In Ethiopia, land rights issues deter development, and some PV projects have been delayed by up to one year. The latest tenders in 2019 sought to alleviate this risk, with the government providing the land for installations as part of the tender (IJ Global, 2019). Even with the improved tender process, however, current projects are forecast to connect slowly, with just over 170 MW of utility-scale PV added from 2021 to 2022 and only 360 MW added during 2023-25. Further growth is dependent upon timely project implementation and additional tenders.
Land rights issues also pose a challenge in Kenya. Even after the signature of PPAs under the FiT scheme, local governments need to approve project development, which increases project risk. Despite developers having announced a large number of projects in Kenya, the long timelines from actual tendering to commissioning means that the country is forecast to only add 120 MW of utility-scale PV from 2021 to 2022 and 280 MW from 2023 to 2025. While the Energy Act of 2019 reaffirmed the FiT policy, uncertainty over its implementation persists.
In Nigeria, PPA renegotiations have hindered previously awarded PV projects, raising project risks significantly (PV Magazine, 2019). In addition, financing challenges in Nigeria’s electricity sector hamper the necessary grid expansion required to connect large-scale renewable projects.
Given its solar PV potential, sub-Saharan Africa’s renewable capacity expansion could be twice as high, as demonstrated in the accelerated case. This would, however, require countries to implement policies addressing off-taker and land acquisition risks. Timely implementation of announced auctions and faster grid expansion are also needed.
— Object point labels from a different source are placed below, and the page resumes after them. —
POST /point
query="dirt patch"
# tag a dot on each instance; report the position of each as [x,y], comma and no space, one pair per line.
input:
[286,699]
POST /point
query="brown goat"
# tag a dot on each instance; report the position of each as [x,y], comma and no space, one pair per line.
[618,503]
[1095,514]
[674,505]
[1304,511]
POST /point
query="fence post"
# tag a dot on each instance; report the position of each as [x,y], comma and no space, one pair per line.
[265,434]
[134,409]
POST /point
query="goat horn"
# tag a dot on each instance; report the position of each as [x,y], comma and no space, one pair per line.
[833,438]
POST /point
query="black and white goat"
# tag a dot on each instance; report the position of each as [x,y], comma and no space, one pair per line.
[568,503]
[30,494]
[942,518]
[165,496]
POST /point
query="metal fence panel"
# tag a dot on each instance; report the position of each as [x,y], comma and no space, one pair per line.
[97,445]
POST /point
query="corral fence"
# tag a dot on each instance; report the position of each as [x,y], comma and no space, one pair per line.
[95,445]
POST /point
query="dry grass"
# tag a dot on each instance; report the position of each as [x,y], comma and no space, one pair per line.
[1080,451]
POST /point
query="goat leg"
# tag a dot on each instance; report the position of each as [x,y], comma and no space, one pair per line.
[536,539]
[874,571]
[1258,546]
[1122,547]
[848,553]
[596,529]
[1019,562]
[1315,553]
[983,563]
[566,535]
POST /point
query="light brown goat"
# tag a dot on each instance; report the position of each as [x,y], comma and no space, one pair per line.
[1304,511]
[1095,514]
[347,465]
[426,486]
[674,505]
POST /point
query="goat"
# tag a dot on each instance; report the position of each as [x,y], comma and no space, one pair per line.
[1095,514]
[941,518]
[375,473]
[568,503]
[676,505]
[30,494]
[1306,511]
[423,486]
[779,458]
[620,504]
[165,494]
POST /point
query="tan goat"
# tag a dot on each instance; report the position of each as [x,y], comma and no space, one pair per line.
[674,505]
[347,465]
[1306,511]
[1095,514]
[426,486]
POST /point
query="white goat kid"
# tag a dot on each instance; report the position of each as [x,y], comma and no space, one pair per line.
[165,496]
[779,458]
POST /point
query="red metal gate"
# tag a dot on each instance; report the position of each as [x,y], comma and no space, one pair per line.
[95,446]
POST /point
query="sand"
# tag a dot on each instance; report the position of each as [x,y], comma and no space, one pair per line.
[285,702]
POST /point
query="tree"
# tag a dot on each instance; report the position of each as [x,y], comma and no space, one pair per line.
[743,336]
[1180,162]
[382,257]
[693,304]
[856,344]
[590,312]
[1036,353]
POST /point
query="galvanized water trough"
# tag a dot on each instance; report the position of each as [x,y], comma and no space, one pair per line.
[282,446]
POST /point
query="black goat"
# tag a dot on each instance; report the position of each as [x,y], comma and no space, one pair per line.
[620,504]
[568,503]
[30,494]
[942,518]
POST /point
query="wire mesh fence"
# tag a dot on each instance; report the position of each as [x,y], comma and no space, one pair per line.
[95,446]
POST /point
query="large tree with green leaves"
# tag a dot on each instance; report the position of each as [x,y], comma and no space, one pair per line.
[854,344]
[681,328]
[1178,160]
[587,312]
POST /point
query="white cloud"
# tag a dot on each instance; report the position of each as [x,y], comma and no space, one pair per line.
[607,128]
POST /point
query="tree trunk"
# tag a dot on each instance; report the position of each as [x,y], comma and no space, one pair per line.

Half of the people living in sub-Saharan Africa do not have access to electricity, so off-grid solar PV is expected to improve electricity access throughout the region. The forecast expects over 1 GW of new off-grid PV capacity to come online in the next five years, representing 20% of all PV additions in the region.
Capacity expansion is in the form of mini-grids and solar home systems. Prior to the pandemic, government funding and development agency grants financed numerous state-sponsored RFPs for mini-grid solutions to bring power to under-served populations and create critical infrastructure. In addition, decreasing PV system costs have enabled individual consumers to acquire solar home systems to power their homes.
The Covid‑19 crisis has served to heightened interest in developing mini-grids, as relief packages have emphasised investing in renewable energy systems and programmes to power health and sanitation infrastructure and to support off-grid electrification for under-served populations.